Lesson Plan

Lesson Plan
Grade: Date: 17/01/2026
Subject: Computer Science
Lesson Topic: Show understanding of the characteristics of massively parallel computers
Learning Objective/s:
  • Describe the key characteristics of massively parallel computers, including concurrency, fine‑grained parallelism, interconnection networks, distributed memory, low power per PE, and fault tolerance.
  • Explain the performance metrics (speedup, efficiency, scalability, throughput) and how they are calculated.
  • Compare SIMD, MIMD, and hybrid architectures and identify real‑world examples such as GPUs, clusters, and TPUs.
  • Apply a parallel programming model (e.g., MPI or CUDA) to outline task distribution across processing elements.
  • Evaluate the advantages and challenges of massive parallelism in practical scenarios.
Materials Needed:
  • Projector or interactive whiteboard
  • Slide deck covering characteristics, metrics, and architectures
  • Handout with a 2‑D mesh interconnection diagram
  • Laptop with internet access for live demo of GPU/TPU specifications
  • Printed code snippets for MPI and CUDA examples
  • Worksheet with short questions on metrics and architecture
Introduction:
Imagine a computer that contains millions of tiny processors working together at the same time. Begin by recalling how a single‑core processor handles tasks sequentially, then ask students to predict what happens when many cores operate concurrently. Explain that today they will explore the defining features of massively parallel computers and how success will be measured by their ability to describe characteristics, compare architectures, and apply a parallel programming model.
Lesson Structure:
  1. Do‑now (5') – Quick quiz on serial vs. parallel execution; discuss answers.

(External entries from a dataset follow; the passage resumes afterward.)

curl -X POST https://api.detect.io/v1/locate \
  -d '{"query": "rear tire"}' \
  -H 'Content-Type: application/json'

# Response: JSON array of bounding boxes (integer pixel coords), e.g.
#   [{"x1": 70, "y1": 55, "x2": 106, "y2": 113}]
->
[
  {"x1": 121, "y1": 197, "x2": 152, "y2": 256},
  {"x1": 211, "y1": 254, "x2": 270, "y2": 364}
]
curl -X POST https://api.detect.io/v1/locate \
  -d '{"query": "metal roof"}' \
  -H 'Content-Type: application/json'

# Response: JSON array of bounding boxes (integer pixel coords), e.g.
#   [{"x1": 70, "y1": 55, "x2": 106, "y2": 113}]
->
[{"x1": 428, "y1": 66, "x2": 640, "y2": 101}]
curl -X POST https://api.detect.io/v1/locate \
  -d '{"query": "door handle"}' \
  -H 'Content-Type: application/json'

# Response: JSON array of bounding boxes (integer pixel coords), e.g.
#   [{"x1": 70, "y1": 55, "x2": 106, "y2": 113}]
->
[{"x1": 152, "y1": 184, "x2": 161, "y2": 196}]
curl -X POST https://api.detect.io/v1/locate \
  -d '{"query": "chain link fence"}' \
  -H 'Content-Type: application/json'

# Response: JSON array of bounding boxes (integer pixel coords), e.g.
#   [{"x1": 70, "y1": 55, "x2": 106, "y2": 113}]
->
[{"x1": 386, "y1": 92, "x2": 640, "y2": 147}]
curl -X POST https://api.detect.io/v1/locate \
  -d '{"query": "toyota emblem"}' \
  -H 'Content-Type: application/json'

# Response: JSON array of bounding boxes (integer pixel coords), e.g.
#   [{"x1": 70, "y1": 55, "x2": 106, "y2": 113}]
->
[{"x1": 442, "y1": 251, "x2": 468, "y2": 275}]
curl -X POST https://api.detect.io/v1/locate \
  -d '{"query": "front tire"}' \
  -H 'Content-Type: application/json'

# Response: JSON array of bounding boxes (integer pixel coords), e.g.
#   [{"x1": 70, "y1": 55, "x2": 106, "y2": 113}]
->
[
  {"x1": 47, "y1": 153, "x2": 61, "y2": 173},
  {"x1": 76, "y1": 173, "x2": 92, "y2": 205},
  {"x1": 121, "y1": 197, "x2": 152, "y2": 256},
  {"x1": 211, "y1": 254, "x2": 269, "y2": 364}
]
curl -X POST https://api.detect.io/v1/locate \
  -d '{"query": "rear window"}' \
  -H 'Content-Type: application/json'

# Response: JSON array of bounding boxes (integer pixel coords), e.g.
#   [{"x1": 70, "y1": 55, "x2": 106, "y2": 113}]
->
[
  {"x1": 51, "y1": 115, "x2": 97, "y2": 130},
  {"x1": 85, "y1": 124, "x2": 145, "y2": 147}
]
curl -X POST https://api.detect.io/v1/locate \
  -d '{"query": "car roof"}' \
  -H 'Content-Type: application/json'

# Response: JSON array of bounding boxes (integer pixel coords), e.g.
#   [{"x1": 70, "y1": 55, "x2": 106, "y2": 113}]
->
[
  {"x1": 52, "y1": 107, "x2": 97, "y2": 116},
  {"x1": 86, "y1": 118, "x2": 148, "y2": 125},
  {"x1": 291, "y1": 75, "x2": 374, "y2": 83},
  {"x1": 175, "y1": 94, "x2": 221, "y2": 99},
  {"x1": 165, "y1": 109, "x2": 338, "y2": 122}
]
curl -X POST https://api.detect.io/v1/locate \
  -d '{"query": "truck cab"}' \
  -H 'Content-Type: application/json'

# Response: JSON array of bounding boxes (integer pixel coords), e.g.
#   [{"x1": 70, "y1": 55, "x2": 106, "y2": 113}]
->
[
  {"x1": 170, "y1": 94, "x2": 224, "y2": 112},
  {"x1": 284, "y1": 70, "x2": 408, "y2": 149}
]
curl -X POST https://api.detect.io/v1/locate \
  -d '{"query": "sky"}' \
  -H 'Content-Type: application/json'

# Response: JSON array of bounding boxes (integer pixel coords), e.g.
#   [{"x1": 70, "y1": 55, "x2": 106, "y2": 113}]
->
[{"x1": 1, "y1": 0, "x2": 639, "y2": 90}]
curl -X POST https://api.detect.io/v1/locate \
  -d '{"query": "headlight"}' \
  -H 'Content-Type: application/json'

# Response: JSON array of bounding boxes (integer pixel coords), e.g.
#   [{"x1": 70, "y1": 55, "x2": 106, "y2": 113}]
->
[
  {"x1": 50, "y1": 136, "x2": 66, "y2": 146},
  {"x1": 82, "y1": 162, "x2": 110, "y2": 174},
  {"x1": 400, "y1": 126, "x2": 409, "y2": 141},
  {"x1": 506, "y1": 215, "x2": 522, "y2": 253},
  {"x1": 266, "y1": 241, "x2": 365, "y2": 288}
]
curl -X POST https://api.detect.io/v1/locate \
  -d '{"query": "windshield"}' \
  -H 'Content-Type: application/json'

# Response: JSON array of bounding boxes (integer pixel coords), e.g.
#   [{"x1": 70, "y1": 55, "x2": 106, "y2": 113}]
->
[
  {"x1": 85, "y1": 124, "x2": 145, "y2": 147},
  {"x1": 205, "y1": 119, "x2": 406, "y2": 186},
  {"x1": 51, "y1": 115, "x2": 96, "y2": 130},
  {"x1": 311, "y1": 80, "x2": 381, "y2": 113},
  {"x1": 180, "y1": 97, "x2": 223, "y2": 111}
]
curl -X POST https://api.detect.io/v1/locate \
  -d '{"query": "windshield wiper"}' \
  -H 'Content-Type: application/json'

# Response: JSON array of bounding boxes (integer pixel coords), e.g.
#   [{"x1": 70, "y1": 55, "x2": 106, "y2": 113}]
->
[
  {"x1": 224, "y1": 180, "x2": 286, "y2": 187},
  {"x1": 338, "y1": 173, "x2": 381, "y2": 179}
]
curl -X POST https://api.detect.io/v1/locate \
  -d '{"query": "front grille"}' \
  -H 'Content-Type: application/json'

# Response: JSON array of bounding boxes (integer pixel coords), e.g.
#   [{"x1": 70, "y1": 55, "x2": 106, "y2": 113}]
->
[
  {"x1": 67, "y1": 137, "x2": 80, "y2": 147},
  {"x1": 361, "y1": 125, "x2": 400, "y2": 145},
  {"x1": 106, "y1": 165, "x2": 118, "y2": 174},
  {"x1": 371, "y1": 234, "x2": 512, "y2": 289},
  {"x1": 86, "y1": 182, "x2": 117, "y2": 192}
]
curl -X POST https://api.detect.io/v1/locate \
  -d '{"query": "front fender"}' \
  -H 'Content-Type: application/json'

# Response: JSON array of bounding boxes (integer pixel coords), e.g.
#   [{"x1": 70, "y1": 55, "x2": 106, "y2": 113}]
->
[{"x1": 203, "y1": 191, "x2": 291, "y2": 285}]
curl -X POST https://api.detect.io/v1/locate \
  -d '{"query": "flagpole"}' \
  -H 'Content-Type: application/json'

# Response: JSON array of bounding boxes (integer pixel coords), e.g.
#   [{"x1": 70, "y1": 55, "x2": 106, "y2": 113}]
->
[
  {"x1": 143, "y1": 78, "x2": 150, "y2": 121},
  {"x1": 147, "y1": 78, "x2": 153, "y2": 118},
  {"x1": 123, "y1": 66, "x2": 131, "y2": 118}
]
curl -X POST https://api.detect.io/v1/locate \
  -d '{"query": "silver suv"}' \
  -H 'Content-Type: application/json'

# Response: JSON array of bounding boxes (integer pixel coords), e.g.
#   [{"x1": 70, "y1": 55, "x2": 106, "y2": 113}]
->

  2. Mini‑lecture (15') – Present key characteristics and performance metrics using slides.
  3. Diagram activity (10') – Students label a 2‑D mesh network on the handout and identify local memory and routing links.
  4. Architecture comparison (10') – Small groups examine SIMD, MIMD, and hybrid examples; each group shares one advantage.
  5. Programming model showcase (15') – Live demo of a simple MPI send/receive and a CUDA kernel; highlight load‑balancing considerations.
  6. Guided practice (10') – Worksheet questions on metrics, fault tolerance, and real‑world systems; teacher circulates for formative feedback.
  7. Recap & exit ticket (5') – Students write one advantage and one challenge of massive parallelism on a sticky note; collect for review.
Conclusion:
Briefly recap the six learning objectives, confirming that students can now describe characteristics, explain metrics, and compare architectures. Use the exit‑ticket responses to highlight common misconceptions and celebrate correct insights. For homework, ask learners to research a current massively parallel system (e.g., a new GPU or supercomputer) and write a short summary of its architecture, primary use, and one performance metric.